Downloading a student’s graded submission concatenates the output from the autograder and a PDF copy of the student’s submitted .ipynb. This PDF of the .ipynb will have the output from public tests run on datahub (or wherever the student completed the assignment); it will not have the output from the autograder running in the grading container.

It is possible that the grading container may have a different environment than datahub (or wherever the student completed the assignment) if requirements.txt is out of date. We do not recommend running student submissions locally, and it is also possible that the environment is different than whatever you may have locally.

It is also possible that a student’s submission has changed since the public tests were run on datahub. Data 100 has seen a number of cases where an indent was accidentally added to a code block, preventing a cell with a student’s answer from executing in the grading container. Consequently, those students failed tests in the grading container that they previously passed.

Open JupyterLab in the grading container

  1. On Gradescope, select a specific submission to debug. Once you can view the submission, on the bottom toolbar click “Debug via SSH.” It may take a few minutes for the debugging session to initialize.

  2. SSH into the grading container using the provided command from the blue box at the top of the screen with the submission. The command will look something like ssh username@remote-host -p password. What is printed to your terminal after SSH-ing into the grading container is useful information. Read it!

  3. Activate the virtual environment from requirements.txt in the grading container using conda activate otter-env.

  4. If jupyterlab was not an included requirement, run pip install jupyterlab.
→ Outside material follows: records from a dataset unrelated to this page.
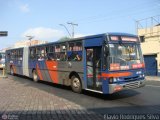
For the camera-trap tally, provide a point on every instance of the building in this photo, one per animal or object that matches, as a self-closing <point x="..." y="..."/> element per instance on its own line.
<point x="26" y="43"/>
<point x="149" y="31"/>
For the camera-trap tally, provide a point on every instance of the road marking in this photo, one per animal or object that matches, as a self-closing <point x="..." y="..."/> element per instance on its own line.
<point x="152" y="85"/>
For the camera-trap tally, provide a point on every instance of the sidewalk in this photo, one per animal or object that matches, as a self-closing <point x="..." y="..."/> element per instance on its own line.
<point x="156" y="78"/>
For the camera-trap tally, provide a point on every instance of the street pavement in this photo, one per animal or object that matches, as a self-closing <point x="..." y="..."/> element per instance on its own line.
<point x="21" y="98"/>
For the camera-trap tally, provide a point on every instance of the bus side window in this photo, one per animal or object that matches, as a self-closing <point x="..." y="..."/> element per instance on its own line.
<point x="75" y="51"/>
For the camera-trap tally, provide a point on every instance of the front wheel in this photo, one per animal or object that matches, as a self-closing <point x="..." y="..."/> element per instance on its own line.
<point x="35" y="76"/>
<point x="76" y="84"/>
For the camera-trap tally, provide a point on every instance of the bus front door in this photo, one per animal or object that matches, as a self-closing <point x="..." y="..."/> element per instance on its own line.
<point x="93" y="68"/>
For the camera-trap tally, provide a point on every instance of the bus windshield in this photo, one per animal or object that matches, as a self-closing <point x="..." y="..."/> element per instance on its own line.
<point x="124" y="56"/>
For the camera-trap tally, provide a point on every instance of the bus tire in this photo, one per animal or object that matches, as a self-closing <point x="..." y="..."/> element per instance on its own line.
<point x="35" y="76"/>
<point x="76" y="84"/>
<point x="12" y="71"/>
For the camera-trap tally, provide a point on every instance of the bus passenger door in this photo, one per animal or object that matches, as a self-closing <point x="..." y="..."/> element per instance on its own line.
<point x="93" y="68"/>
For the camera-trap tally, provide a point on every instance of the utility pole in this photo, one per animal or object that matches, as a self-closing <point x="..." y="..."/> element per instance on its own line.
<point x="30" y="38"/>
<point x="72" y="24"/>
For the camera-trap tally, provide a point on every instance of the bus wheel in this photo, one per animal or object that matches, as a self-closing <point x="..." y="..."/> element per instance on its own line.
<point x="76" y="84"/>
<point x="35" y="76"/>
<point x="11" y="71"/>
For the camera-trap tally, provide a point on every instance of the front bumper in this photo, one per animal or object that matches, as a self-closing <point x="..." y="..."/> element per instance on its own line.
<point x="128" y="85"/>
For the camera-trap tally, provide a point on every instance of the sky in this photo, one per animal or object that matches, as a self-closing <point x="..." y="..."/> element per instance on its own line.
<point x="41" y="18"/>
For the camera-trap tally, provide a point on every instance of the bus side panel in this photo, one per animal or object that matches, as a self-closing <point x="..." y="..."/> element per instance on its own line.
<point x="52" y="71"/>
<point x="32" y="66"/>
<point x="66" y="68"/>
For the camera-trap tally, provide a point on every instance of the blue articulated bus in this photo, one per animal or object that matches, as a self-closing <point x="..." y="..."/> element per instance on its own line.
<point x="104" y="63"/>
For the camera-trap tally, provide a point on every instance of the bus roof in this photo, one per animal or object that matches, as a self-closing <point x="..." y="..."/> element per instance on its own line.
<point x="82" y="38"/>
<point x="87" y="37"/>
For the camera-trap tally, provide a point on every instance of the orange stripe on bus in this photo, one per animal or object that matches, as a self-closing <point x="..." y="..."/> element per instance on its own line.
<point x="39" y="72"/>
<point x="122" y="74"/>
<point x="52" y="69"/>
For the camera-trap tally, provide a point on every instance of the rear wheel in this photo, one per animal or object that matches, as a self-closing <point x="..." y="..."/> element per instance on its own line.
<point x="35" y="76"/>
<point x="11" y="71"/>
<point x="76" y="84"/>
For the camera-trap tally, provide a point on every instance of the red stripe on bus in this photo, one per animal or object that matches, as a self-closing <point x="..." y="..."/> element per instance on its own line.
<point x="120" y="74"/>
<point x="39" y="72"/>
<point x="52" y="69"/>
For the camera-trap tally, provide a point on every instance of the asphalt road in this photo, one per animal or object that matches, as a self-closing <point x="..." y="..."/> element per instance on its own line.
<point x="138" y="101"/>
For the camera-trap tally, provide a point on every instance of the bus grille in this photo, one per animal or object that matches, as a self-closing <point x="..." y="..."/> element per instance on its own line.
<point x="132" y="85"/>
You can check if jupyterlab was installed by running conda list | grep jupyterlab.

  5. Start JupyterLab in the grading container: jupyter lab --no-browser --port=8888 --allow-root.

  6. In a second terminal window, forward port 8888 from the grading container to your local machine: ssh -L 8888:localhost:8888 username@remote-host -p password using the same username@remote-host -p password from Step 2.
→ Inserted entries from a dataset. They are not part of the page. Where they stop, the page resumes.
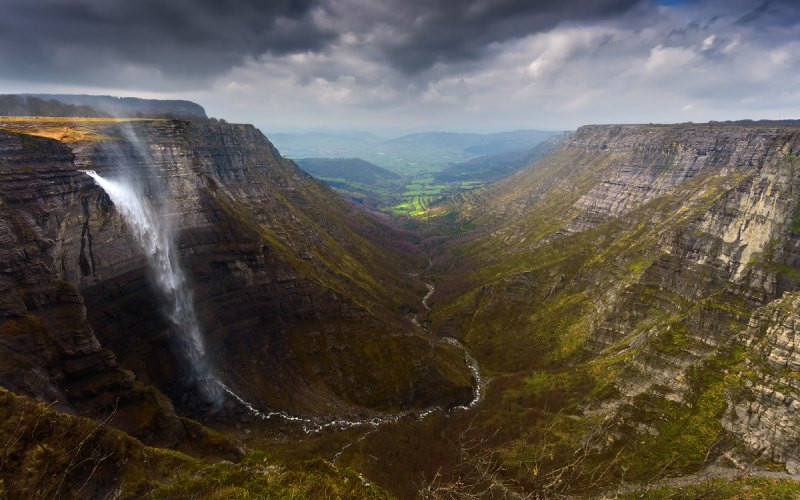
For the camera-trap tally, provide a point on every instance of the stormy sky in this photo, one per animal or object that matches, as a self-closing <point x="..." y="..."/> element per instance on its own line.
<point x="380" y="65"/>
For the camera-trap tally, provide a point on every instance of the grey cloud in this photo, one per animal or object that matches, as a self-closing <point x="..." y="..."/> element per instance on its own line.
<point x="448" y="31"/>
<point x="180" y="42"/>
<point x="83" y="40"/>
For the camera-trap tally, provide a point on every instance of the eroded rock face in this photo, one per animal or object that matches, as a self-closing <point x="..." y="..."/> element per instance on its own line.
<point x="767" y="414"/>
<point x="48" y="349"/>
<point x="299" y="310"/>
<point x="650" y="248"/>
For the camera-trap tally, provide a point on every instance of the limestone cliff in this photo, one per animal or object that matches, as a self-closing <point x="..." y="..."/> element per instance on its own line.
<point x="651" y="260"/>
<point x="300" y="311"/>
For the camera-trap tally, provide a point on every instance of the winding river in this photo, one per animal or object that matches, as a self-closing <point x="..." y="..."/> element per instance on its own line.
<point x="312" y="426"/>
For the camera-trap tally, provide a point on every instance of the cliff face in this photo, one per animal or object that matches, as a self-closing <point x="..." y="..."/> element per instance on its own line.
<point x="659" y="262"/>
<point x="299" y="310"/>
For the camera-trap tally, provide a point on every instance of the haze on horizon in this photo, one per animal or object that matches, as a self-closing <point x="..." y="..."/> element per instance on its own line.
<point x="482" y="65"/>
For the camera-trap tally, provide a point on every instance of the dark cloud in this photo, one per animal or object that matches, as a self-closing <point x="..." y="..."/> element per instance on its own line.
<point x="83" y="40"/>
<point x="457" y="30"/>
<point x="157" y="43"/>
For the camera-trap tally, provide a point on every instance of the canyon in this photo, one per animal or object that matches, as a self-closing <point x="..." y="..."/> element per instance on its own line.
<point x="621" y="313"/>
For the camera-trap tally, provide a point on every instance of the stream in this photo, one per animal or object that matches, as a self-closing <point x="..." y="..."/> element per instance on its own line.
<point x="312" y="426"/>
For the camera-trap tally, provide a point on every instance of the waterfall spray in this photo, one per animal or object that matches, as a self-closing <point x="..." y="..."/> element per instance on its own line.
<point x="155" y="237"/>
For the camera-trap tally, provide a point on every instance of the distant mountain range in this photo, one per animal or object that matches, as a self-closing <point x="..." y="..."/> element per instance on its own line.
<point x="78" y="105"/>
<point x="350" y="169"/>
<point x="409" y="154"/>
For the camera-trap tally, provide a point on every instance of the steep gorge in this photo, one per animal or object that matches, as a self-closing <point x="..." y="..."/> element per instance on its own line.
<point x="299" y="310"/>
<point x="625" y="292"/>
<point x="631" y="299"/>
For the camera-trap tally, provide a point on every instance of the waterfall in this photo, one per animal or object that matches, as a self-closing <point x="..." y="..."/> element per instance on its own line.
<point x="155" y="237"/>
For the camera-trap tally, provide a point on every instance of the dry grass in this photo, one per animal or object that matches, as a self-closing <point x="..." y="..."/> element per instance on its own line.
<point x="64" y="129"/>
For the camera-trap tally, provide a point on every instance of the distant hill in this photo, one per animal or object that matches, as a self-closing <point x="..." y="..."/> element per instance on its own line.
<point x="474" y="144"/>
<point x="341" y="144"/>
<point x="349" y="169"/>
<point x="410" y="154"/>
<point x="489" y="168"/>
<point x="96" y="106"/>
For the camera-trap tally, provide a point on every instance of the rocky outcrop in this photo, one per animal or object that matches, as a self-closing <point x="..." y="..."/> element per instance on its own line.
<point x="48" y="348"/>
<point x="300" y="311"/>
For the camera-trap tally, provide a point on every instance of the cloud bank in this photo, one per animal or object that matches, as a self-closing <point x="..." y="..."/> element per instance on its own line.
<point x="454" y="64"/>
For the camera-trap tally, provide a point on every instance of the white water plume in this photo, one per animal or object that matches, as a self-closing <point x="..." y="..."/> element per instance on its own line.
<point x="155" y="237"/>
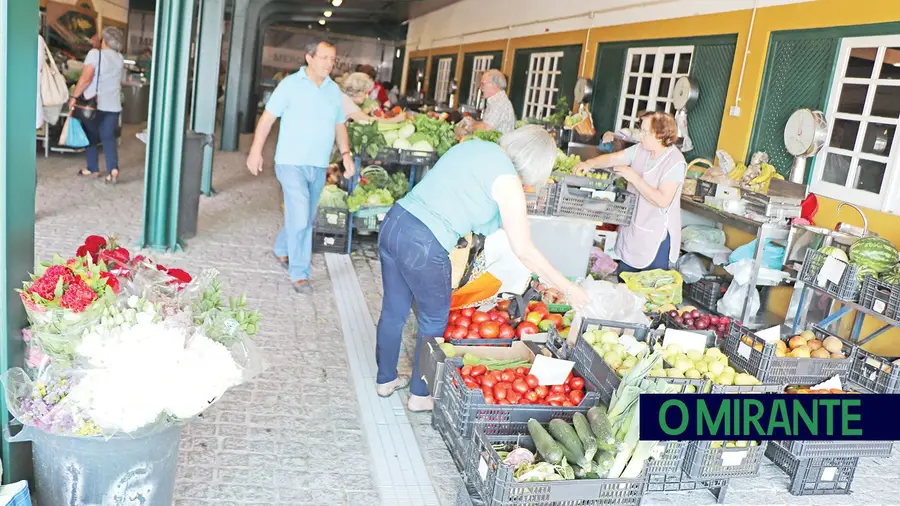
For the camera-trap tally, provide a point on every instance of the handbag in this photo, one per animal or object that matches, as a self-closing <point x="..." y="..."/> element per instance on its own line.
<point x="53" y="85"/>
<point x="86" y="109"/>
  7. Access JupyterLab locally in your browser via the given link from the output from Step 4. Choose the link beginning with http://localhost:8888/lab?token=...

Note: If you open a terminal from JupyterLab you will need to rerun conda activate otter-env if you see (base) on the lefthand side of the prompt.

Run the autograder on the student’s submission

  1. Run otter directly with python3 source/run_otter.py to obtain results/results.pkl.

  2. Convert the .pkl file into a notebook by running the following Python snippet in the results directory:

     import dill
     import nbformat
    
     with open("results.pkl", "rb") as f:
         res = dill.load(f)
    
     nbformat.write(res.notebook, "executed.ipynb")
    
  3. You can now inspect the output of running the autograder directly on the student’s submission by viewing executed.ipynb.

Interact with the student’s submission

  1. Move executed.ipynb from the results directory into the submission directory. This ensures you have access to any associated files and allows otter commands to run without issue.

  2. You may need to adjust the kernel to use the virtual environment otter-env.